Wilder and Neal deserve praise for pointing out these broad trends, but what do they really mean and how should we interpret their significance? For example, when you include “systems” as a nontraditional position, is 23% really such a dramatic number? Is it really surprising that the new professionals are younger than their more established their colleagues?
Both Wilder and Neal bring up the quesiton of values. Is it true that those in nontraditional positions have different values than traditional librarians? What values do they have? Corporate values? And do all corporate values necessarily clash with academic values? When should academic values trump corporate values or vice versa? Does the hiring of the new professionals correspond to the increasing commercialization of research universities and are the same hiring trends evident at college libraries or non-ARL institutions?
In the end I think I tend to agree with Wilder that overall this is an exciting trend to be celebrated, if we can get all our diverse selves to work together to fulfill our mission of increasing access to scholarly information for all of our users.
2 thoughts on “Wilder’s New Library Professionals”
I found that article a bit of a puzzle.
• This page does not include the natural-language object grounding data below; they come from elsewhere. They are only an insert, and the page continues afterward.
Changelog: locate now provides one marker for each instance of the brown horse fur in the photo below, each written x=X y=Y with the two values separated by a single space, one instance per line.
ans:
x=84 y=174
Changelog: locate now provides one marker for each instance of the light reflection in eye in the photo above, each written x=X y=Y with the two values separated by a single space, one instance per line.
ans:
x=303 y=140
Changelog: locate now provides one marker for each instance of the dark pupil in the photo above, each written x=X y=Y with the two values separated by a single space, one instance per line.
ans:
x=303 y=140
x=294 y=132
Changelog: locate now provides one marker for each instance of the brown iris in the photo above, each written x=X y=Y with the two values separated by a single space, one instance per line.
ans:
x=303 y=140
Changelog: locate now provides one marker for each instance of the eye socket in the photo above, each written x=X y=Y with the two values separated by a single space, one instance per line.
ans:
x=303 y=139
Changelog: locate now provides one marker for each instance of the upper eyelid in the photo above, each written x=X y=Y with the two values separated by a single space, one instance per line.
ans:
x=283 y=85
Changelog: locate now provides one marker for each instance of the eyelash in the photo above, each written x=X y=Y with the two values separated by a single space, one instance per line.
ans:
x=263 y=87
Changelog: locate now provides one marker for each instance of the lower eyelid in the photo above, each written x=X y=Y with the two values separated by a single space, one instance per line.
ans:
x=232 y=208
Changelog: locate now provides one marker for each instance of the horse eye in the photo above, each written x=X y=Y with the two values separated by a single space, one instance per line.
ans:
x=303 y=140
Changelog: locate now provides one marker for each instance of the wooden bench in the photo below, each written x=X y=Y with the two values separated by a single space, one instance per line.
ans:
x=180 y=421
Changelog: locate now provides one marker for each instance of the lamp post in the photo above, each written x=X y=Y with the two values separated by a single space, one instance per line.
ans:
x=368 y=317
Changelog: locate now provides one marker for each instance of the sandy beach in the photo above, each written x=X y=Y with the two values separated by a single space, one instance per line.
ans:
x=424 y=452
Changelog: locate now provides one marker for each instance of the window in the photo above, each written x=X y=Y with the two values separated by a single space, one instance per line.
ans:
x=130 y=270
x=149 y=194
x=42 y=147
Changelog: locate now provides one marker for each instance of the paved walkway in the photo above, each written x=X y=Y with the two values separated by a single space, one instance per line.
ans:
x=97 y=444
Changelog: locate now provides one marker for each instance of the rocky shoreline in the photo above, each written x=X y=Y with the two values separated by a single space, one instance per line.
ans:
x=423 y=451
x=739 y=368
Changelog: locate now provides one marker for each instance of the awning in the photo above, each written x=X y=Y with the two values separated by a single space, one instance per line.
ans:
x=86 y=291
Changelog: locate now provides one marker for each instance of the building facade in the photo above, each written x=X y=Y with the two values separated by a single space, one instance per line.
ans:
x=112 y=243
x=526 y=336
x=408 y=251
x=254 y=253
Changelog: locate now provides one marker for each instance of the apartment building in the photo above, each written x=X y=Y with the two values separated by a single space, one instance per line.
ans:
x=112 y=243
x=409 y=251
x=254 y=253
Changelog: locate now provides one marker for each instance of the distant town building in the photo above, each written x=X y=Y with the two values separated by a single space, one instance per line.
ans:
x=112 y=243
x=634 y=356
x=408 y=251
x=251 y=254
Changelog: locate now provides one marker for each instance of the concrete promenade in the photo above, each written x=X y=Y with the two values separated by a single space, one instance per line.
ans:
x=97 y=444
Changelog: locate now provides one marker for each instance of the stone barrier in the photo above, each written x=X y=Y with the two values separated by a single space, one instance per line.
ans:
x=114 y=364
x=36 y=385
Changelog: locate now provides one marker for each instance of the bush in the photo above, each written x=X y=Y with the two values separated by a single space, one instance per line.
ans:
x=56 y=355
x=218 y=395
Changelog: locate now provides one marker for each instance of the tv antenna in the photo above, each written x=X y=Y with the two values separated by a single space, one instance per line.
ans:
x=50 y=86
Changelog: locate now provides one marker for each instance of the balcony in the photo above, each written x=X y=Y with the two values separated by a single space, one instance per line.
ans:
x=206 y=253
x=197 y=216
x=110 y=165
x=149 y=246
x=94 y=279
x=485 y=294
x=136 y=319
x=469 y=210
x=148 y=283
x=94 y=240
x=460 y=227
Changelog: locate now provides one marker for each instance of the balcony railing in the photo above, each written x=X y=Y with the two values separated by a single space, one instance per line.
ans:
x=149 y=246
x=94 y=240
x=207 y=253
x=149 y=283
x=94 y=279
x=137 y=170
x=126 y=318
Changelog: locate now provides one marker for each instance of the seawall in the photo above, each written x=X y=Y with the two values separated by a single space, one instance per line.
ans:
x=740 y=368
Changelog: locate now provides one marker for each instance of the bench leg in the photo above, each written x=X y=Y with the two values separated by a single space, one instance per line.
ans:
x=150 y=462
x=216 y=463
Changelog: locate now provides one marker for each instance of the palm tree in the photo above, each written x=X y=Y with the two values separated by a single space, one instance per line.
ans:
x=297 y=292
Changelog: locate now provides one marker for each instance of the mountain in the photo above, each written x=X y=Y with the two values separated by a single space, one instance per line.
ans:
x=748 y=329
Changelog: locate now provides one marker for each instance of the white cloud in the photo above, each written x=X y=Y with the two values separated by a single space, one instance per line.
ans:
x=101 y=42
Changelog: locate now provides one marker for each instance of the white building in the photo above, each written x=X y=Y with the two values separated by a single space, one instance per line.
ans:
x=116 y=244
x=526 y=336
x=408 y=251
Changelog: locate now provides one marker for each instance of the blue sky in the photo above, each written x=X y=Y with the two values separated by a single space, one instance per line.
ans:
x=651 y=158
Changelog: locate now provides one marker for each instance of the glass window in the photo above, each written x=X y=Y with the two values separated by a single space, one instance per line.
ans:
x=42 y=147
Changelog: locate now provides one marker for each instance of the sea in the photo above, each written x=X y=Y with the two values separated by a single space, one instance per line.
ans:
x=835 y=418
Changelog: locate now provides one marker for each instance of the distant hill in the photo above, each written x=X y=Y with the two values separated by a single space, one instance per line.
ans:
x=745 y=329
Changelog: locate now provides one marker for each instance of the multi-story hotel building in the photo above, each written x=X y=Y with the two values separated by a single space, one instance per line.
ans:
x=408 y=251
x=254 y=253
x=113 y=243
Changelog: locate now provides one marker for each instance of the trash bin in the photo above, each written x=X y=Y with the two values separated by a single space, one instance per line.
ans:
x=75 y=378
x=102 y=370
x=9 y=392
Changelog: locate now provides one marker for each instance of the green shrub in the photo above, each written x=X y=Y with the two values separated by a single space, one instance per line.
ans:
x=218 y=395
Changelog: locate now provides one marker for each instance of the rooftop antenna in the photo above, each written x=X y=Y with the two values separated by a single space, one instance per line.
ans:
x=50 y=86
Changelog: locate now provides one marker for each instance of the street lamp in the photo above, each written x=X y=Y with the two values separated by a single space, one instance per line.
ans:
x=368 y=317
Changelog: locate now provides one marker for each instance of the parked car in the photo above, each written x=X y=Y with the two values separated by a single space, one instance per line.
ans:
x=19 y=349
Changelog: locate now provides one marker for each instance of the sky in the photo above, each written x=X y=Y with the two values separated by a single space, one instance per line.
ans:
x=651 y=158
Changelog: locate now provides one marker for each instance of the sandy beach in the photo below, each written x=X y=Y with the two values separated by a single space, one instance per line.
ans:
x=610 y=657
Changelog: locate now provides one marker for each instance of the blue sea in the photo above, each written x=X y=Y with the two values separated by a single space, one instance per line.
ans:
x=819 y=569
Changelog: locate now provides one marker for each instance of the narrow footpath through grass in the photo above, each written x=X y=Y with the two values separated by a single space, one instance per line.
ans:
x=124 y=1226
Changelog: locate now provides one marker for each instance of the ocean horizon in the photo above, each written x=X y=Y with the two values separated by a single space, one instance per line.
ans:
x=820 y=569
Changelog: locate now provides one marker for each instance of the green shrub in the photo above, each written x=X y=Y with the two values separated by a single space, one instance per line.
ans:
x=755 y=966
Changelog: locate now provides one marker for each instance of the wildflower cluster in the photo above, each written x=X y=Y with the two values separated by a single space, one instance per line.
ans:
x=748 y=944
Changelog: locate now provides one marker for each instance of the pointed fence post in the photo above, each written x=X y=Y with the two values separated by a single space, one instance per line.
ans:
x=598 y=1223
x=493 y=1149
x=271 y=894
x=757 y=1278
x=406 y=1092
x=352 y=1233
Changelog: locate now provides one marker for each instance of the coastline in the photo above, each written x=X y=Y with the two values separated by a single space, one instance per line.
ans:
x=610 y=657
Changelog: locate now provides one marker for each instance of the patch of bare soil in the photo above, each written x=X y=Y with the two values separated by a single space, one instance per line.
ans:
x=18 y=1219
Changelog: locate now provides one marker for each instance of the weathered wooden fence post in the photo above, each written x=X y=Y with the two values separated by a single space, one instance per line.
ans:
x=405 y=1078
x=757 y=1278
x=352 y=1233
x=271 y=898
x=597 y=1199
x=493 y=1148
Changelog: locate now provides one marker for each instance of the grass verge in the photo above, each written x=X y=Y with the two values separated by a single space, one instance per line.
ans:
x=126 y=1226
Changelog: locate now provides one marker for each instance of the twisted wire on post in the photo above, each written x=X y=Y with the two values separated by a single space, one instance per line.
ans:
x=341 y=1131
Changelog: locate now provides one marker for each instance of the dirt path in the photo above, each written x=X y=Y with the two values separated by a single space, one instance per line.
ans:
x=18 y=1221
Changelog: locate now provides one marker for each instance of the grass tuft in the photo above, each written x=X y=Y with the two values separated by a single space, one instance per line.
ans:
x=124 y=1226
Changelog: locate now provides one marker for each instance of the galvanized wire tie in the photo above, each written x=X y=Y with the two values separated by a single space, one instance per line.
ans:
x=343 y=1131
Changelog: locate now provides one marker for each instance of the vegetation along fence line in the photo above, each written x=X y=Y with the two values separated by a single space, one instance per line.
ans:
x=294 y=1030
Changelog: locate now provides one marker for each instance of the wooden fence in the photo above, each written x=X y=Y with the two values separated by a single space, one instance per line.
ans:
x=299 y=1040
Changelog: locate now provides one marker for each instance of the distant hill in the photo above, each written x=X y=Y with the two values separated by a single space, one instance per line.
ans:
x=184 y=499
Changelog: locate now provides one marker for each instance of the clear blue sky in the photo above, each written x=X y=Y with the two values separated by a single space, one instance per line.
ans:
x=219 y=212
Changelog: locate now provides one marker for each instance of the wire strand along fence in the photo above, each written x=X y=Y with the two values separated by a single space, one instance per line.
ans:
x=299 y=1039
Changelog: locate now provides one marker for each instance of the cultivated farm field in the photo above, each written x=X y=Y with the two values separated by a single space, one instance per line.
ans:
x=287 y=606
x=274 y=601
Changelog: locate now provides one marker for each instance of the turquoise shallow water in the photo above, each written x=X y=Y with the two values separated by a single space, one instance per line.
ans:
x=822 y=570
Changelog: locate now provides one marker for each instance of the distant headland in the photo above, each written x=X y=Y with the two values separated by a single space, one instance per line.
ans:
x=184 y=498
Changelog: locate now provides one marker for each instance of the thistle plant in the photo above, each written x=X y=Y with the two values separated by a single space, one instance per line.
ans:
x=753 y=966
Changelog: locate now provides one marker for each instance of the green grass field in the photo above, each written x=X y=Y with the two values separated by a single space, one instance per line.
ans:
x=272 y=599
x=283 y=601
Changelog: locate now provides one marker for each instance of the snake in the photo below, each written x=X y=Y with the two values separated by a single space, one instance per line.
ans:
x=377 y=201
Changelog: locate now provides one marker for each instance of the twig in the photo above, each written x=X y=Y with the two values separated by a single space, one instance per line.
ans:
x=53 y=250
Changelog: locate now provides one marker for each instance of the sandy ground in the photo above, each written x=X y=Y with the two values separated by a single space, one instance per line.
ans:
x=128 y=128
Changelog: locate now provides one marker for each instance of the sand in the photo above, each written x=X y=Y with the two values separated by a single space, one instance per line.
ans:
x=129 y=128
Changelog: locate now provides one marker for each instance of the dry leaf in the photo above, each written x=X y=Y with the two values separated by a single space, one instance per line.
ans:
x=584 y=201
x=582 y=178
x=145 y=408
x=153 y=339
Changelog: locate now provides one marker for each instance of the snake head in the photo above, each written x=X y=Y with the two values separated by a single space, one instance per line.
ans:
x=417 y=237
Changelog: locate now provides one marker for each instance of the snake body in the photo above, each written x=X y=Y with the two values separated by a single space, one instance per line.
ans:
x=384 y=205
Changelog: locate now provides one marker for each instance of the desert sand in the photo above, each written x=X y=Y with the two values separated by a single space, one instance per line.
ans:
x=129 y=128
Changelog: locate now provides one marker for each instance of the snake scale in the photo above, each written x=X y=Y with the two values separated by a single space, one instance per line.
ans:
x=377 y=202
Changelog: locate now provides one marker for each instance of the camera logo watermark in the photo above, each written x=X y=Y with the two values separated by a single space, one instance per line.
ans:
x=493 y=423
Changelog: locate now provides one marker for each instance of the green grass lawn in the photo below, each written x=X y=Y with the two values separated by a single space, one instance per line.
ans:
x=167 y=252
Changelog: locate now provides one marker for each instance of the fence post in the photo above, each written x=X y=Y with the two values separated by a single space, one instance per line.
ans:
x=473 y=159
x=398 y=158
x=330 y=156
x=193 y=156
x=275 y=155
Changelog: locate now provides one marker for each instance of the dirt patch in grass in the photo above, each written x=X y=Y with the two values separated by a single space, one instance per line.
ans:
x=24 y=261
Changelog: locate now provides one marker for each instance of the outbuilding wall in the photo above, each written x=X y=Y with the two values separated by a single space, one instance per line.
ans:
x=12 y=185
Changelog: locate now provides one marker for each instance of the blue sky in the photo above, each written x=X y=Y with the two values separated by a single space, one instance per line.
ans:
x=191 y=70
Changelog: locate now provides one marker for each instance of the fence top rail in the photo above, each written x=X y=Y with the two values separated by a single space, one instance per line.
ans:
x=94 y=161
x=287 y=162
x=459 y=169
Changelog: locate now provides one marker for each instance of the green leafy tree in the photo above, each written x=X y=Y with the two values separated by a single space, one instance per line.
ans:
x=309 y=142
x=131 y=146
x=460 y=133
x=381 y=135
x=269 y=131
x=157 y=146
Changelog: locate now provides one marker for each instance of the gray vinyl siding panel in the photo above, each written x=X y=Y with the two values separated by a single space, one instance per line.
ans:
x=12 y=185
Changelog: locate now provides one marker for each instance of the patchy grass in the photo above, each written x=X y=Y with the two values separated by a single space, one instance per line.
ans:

Yes, there are new positions in libraries and yes, the traditional functions of being managers of library operations is not generally part of their portfolio. But why should it be? Do we really need to have MLS librarians in charge of the day to day operations of inventory management, fulfillment, and customer support (stacks maintenance, circulation, interlibrary loan, public service points)?
It has always frustrated me that leadership in libraries tends to be defined by how many people you supervise. In our library, extremely capable library paraprofessionals manage those “traditional” library functions, and they don’t need supervision. They’re fully capable of making decisions and bringing issues to the fore if needed. Meanwhile, the librarians are teaching in the classroom and one-on-one at the reference desk, developing applications for new technology, working with faculty on curriculum and their scholarship, developing the collection, assessing student learning… etc., etc. We’re doing these things in service of our timeless values, not at their expense.
Traditional library management models, which reflect an early 20th century industrial production model of the workplace, don’t define traditional library values at all. In fact, the old way of running libraries, with more emphasis on supervision than on creativity, innovation, and collaboration, has always seemed to me to be in serious conflict with traditional library values of intellectual freedom, diversity, social responsibility, and democracy.
I’m not sure that I’m reacting to Wilder’s article at all – but rather to what seems to me to underly a lot of the current “generation gap” conversation – that young professionals are not tolerant of old-style hierarchies. Good for them!
I’m over 50 and those old-style chains of command make me cranky, too.